# Bild in Ebene verschieben...



## bigfella (28. Juli 2003)

hi..mach grad folgendes tutorial...
http://www.traum-projekt.com/html/photoshop/ebenmasken2/
da müssen sie die bilder in jeweils einer ebene befinden..
bin erst anfänger..deshalb wollt ich mal fragen wie ich das mach...


danke leute


----------



## zirag (28. Juli 2003)

Hi BigFella 
also du musst in der EbenenPalette auf den Notizblock ( links neben dem Mülleimer ) somit erstellst du eine neue Ebene und dann fügste das Bild ein was du da reinhaben willst und es hat eine eigene Ebene


----------



## Philip Kurz (28. Juli 2003)

Btw:
Per Drag&Drop wird automatisch eine neue Ebene erstellt, mit dem Befehl Einfügen (STRG+V) jedoch nicht


----------



## Comander_Keen (29. Juli 2003)

> _Original geschrieben von bigfella _
> *da müssen sie die bilder in jeweils einer ebene befinden..
> *



Um zwei Ebenen miteinander zu verbinden (Strg + E). Das reduziert die aktuelle und die darunter liegende Ebene zu einer.


----------



## nanda (29. Juli 2003)

@commander
Wer will denn hier verbinden?



> bilder in jeweils einer ebene



Die Betonung liegt auf jeweils. Also nix von wegen verbinden. Okay, bei der Uhrzeit sei Dir verziehen.


----------



## Comander_Keen (29. Juli 2003)

Hmm,

hab mir nur den Post durchgelesen. Mit der Zeit lässt man halt die Tutorials links liegen. Tut mir leid, aber irgendwie muss ich ja IKEA in den Posts toppen


----------



## bigfella (29. Juli 2003)

to zirag:

wenn ich ne neue ebene hinzugefügt hab...wie bekomm ich da das bild rein??
das ist die frage???ich schaff das nicht..


----------



## BSE Royal (29. Juli 2003)

Mache es doch einfach wie bereits beschrieben mit Drag+Drop.

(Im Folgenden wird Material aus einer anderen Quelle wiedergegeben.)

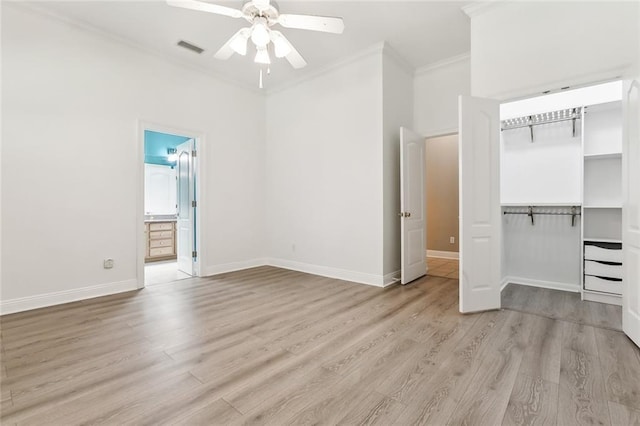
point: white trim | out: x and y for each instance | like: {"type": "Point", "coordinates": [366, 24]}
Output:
{"type": "Point", "coordinates": [57, 298]}
{"type": "Point", "coordinates": [443, 254]}
{"type": "Point", "coordinates": [234, 266]}
{"type": "Point", "coordinates": [479, 8]}
{"type": "Point", "coordinates": [199, 176]}
{"type": "Point", "coordinates": [393, 54]}
{"type": "Point", "coordinates": [442, 132]}
{"type": "Point", "coordinates": [441, 64]}
{"type": "Point", "coordinates": [329, 272]}
{"type": "Point", "coordinates": [504, 283]}
{"type": "Point", "coordinates": [573, 288]}
{"type": "Point", "coordinates": [610, 299]}
{"type": "Point", "coordinates": [105, 35]}
{"type": "Point", "coordinates": [392, 278]}
{"type": "Point", "coordinates": [574, 82]}
{"type": "Point", "coordinates": [363, 54]}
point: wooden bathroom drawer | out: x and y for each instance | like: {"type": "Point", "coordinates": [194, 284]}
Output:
{"type": "Point", "coordinates": [601, 284]}
{"type": "Point", "coordinates": [161, 251]}
{"type": "Point", "coordinates": [161, 226]}
{"type": "Point", "coordinates": [593, 252]}
{"type": "Point", "coordinates": [161, 243]}
{"type": "Point", "coordinates": [155, 235]}
{"type": "Point", "coordinates": [602, 269]}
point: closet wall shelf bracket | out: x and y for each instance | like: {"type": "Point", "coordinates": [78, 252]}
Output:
{"type": "Point", "coordinates": [529, 121]}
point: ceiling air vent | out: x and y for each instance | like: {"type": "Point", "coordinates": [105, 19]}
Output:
{"type": "Point", "coordinates": [190, 47]}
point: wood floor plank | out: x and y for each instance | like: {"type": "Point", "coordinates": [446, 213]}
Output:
{"type": "Point", "coordinates": [622, 415]}
{"type": "Point", "coordinates": [486, 401]}
{"type": "Point", "coordinates": [220, 412]}
{"type": "Point", "coordinates": [620, 365]}
{"type": "Point", "coordinates": [581, 398]}
{"type": "Point", "coordinates": [579, 338]}
{"type": "Point", "coordinates": [374, 409]}
{"type": "Point", "coordinates": [544, 349]}
{"type": "Point", "coordinates": [533, 401]}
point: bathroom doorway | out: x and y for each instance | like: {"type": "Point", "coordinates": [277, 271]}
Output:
{"type": "Point", "coordinates": [170, 206]}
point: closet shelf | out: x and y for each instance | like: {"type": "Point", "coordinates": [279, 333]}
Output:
{"type": "Point", "coordinates": [569, 204]}
{"type": "Point", "coordinates": [601, 240]}
{"type": "Point", "coordinates": [603, 156]}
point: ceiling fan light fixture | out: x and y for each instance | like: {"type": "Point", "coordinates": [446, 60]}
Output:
{"type": "Point", "coordinates": [262, 56]}
{"type": "Point", "coordinates": [260, 33]}
{"type": "Point", "coordinates": [239, 43]}
{"type": "Point", "coordinates": [281, 47]}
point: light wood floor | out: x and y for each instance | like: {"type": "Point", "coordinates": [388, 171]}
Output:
{"type": "Point", "coordinates": [269, 346]}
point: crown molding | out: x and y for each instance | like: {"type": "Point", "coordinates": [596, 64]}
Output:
{"type": "Point", "coordinates": [396, 57]}
{"type": "Point", "coordinates": [113, 38]}
{"type": "Point", "coordinates": [376, 49]}
{"type": "Point", "coordinates": [443, 63]}
{"type": "Point", "coordinates": [481, 7]}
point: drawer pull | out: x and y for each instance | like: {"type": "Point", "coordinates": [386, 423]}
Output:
{"type": "Point", "coordinates": [603, 269]}
{"type": "Point", "coordinates": [603, 284]}
{"type": "Point", "coordinates": [592, 252]}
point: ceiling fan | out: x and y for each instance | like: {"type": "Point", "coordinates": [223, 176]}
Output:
{"type": "Point", "coordinates": [262, 15]}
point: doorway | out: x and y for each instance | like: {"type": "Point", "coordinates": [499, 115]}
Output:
{"type": "Point", "coordinates": [169, 242]}
{"type": "Point", "coordinates": [442, 205]}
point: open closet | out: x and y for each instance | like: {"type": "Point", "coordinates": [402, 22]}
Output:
{"type": "Point", "coordinates": [561, 192]}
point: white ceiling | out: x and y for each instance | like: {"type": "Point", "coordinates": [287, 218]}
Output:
{"type": "Point", "coordinates": [422, 32]}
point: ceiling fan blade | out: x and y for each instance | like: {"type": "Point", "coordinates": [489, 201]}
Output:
{"type": "Point", "coordinates": [236, 44]}
{"type": "Point", "coordinates": [206, 7]}
{"type": "Point", "coordinates": [327, 24]}
{"type": "Point", "coordinates": [284, 48]}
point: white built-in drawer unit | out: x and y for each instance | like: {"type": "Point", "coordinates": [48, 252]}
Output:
{"type": "Point", "coordinates": [609, 285]}
{"type": "Point", "coordinates": [603, 254]}
{"type": "Point", "coordinates": [603, 267]}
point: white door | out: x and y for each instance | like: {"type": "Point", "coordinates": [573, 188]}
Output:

Du öffnest beide Bilder in einem eigenen fenster und ziehst aus dem einen Bild die Ebene mit dem Motiv aus der Ebenenpalette in das Fenster mit dem anderen Bild.

Schon hast du zwei Ebenen und Beide Bilder in einer Datei!

Gruß, BSE!

P.S: Für die Grundlagen zu Photoshop schau doch mal auf http://www.photozauber.de
Im Bereich Praxis:Grundlagen findest du da ein Dokument, das dir sicherlich hilft! :=


----------



## bigfella (30. Juli 2003)

also anscheinend stell ich mich wirklich so sau dumm an...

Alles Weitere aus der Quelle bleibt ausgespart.